La corte di appello penale di Roma: un buco nero (di Riccardo Radi)

La situazione dei procedimenti pendenti avanti la corte di appello di Roma è ben rappresentata dalla fotografia scelta per questo post.
Definire la corte di appello un buco nero non è una esagerazione, basti pensare che ci sono procedimenti che attendono di essere fissati da 9/10 anni.
Questa sorta di lenta “stagionatura” prelude il più delle volte alla dichiarazione di prescrizione e in un futuro molto prossimo alla dichiarazione di improcedibilità perché è arduo pensare che la mole di arretrato si possa volatilizzare con una bacchetta magica.
Noi possiamo solo registrare come esempio una bancarotta dichiarata con una sentenza di primo grado del Tribunale sezione VII collegiale del 17 giugno 2013 avverso la quale è stato presentato appello che, a distanza di oltre nove anni, attende di essere fissato, con l’effetto di prolungare la “prigionia” sia dell’accusato che della parte civile.
Così si è confidato amabilmente un presidente di sezione della nostra corte di appello penale:

Caro avvocato la leggo con piacere, nei suoi scritti traspare ancora la volontà di provare a migliorare una situazione deficitaria.

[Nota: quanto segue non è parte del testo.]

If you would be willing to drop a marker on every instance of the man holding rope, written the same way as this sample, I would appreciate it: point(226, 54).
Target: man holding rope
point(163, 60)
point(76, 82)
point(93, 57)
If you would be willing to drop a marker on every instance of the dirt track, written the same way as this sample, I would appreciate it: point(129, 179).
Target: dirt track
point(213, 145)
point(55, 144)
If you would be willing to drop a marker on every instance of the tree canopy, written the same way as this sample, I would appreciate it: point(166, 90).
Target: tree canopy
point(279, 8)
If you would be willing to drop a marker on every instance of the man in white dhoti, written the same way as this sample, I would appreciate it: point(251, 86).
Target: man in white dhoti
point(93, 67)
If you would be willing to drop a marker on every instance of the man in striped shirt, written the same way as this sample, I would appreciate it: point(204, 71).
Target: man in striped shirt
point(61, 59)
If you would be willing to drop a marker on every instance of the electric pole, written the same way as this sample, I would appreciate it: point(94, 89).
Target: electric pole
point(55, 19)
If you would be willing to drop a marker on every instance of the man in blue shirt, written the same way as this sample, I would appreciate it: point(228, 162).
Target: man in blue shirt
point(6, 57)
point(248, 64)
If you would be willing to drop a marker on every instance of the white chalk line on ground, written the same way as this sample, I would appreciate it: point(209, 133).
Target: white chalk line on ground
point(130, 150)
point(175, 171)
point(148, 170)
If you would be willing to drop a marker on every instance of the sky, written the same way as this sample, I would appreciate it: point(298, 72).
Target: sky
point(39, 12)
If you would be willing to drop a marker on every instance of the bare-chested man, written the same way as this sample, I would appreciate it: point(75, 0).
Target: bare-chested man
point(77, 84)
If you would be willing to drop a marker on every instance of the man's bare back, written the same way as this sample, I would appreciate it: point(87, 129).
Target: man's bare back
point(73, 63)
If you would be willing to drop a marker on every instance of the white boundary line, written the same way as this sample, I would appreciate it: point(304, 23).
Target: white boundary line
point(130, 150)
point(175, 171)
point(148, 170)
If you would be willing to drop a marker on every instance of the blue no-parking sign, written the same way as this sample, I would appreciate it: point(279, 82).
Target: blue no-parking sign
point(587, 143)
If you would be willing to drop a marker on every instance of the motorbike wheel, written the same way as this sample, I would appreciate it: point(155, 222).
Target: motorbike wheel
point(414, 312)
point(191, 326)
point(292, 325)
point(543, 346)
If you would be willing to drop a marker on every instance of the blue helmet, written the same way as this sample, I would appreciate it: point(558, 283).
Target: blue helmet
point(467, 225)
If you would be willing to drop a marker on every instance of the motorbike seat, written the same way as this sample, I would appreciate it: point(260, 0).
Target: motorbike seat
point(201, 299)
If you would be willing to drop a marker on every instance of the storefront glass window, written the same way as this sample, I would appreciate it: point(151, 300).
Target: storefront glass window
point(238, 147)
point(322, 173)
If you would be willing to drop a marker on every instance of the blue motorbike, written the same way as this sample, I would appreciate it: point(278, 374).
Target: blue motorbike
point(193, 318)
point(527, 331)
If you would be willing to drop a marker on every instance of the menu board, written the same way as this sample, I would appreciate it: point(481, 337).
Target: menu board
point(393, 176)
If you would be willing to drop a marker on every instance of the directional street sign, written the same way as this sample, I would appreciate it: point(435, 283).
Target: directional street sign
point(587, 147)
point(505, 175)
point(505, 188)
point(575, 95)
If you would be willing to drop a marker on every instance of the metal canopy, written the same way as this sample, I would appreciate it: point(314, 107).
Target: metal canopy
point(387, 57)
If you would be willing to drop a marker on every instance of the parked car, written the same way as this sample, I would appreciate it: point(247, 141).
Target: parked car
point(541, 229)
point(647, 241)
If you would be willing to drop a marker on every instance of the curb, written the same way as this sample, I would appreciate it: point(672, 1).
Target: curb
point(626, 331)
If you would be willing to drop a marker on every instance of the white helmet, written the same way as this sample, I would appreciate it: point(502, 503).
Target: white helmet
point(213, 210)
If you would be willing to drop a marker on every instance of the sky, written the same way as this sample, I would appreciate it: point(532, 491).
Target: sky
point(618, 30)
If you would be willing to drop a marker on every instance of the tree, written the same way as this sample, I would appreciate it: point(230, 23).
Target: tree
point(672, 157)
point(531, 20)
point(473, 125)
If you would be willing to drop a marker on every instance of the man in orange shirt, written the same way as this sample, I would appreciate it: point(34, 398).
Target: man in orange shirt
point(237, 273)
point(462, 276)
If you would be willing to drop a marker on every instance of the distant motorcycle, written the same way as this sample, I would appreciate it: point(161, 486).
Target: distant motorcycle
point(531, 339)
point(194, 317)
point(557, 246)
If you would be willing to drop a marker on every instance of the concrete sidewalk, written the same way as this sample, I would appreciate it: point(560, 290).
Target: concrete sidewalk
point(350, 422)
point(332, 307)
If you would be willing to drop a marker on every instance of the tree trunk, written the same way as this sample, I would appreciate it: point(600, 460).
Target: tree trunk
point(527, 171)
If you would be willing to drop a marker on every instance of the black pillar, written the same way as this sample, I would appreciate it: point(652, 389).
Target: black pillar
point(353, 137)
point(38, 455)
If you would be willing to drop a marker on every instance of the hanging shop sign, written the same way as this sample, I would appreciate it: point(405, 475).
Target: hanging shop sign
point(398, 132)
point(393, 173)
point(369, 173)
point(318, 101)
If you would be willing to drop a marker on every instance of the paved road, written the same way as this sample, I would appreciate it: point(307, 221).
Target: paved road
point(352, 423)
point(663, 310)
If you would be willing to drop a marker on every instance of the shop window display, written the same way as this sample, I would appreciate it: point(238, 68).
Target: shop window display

Noi siamo allo sbando abbiamo 50.000 fascicoli pendenti e con il processo cartolare riteniamo possibile aumentare le definizioni del 10/15% in più, ma tutto ciò non serve a nulla.
Ho calcolato che per smaltire l’intero arretrato ci vorrebbero 6 anni senza la sopravvenienza di alcun nuovo fascicolo. Siamo alla bancarotta ma non si può dire
“,
Presidente posso scriverci un contributo o semplicemente un post?
Risposta: “Naturalmente, per questo che mi sono confidato“.